It’s the age-old question posed by many a motorsports fan: which race series has the fastest car outright? Porsche wants to put that question to bed by embarking on a world tour with a modified version of its 919 Hybrid LMP1 prototype, with the aim of breaking a few lap records on world-famous race tracks. In fact, Zuffenhausen claims it has already done so – and on the legendary Circuit de Spa-Francorchamps at that.

Works driver Neel Jani lapped the seven-kilometre track, which plays host to the Belgian Grand Prix, in a blistering 1 minute 41.770 seconds. That’s 0.783 seconds faster than the previous record – the pole position time set by Lewis Hamilton in his Mercedes AMG F1 W08 EQ Power+ during qualifying last year. Jani reached a top speed of 359 km/h and managed an average speed of 245.61 km/h throughout the lap.

The revised race car, christened the 919 Hybrid Evo, was built to explore the potential of the 919 without the regulatory limitations of the World Endurance Championship (WEC) it raced in. Using the 2017 car as base, the Evo version utilises the improvements made for the 2018 season prior to Porsche’s withdrawal from top-level LMP1 racing, as well as several aerodynamic modifications.

While the powertrain hardware has been left well alone, Porsche has removed WEC’s fuel flow and electrical energy restrictions. As a result, power output of the 2.0 litre turbo V4 engine has been boosted from 500 hp to a whopping 750 hp, just from updated software alone. Meanwhile, energy from the two energy recovery systems has been upped from 6.37 to 8.49 megajoules, increasing electric power from 400 hp to 450 hp.

To exploit the added power, the Evo’s bodywork has been revised to increase aerodynamic performance. The enormous rear wing is the most obvious change, but there’s also a larger front splitter to balance it out, and both of them feature active drag reduction systems. These trim the trailing edge of the front splitter and open up the slot between the rear wing’s main plane and lower flap, boosting aerodynamic efficiency.

Elsewhere, the fixed-height side skirts optimise the floor and the turning vanes underneath. All in all, the improvements result in a 53% increase in downforce and a 66% increase in efficiency compared to last year’s car in Spa in qualifying trim. Michelin also supplied new tyre compounds with increased grip while retaining the existing size and safety characteristics.

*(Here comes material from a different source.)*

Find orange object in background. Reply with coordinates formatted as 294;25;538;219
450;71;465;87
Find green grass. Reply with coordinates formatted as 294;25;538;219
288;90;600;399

The Evo also gains a four-wheel brake-by-wire system for additional yaw control, plus stronger suspension wishbones and an upgraded power steering to handle the higher cornering loads. Lastly, Porsche saved 39 kg by jettisoning the air-conditioning, windscreen wiper, sensors, race control devices, lights and the pneumatic jack system required for endurance racing, putting the dry weight at 849 kg.

“We all knew, no matter how successful the 919 Hybrid was, it could never show its full abilities,” said LMP1 chief race engineer Stephen Mitas. “Actually even the Evo version doesn’t fully exploit the technical potential. This time we were not limited by regulations but resources. It is a very satisfying feeling that what we’ve done to the car was enough to crack the Formula One record.”

The Spa lap record is just the start, as the Evo continues on the 919 Tribute Tour. It will also be doing a demo lap on the fearsome Nordschleife circuit before the start of the 24 Hours of Nürburgring on May 12, before attending the Goodwood Festival of Speed from July 12 to 15, the Festival of Porsche at Brands Hatch on September 12 and the Porsche Rennsport Reunion at Laguna Seca from September 26 to 29.

It’s certainly a fitting send off for the 919 Hybrid, which made its debut during the 2014 season and went on to clinch three consecutive wins at the 24 Hours of Le Mans from 2015 to 2017, along with three back-to-back drivers’ and constructors’ titles during those same years. Shortly after its last Le Mans win, Porsche announced that it was retiring from LMP1 racing in preparation for a Formula E entry next year.

It’s worth pointing out that while Porsche’s modified LMP1 racer may now have the upper hand over Formula 1 machines, the latter are also subjected to similar performance and aerodynamic restrictions as WEC, and would almost certainly be even faster without them. Even with the regulations in place, this year’s F1 cars are considerably quicker than last year’s, so the lap record might tumble still further at this year’s Belgian GP.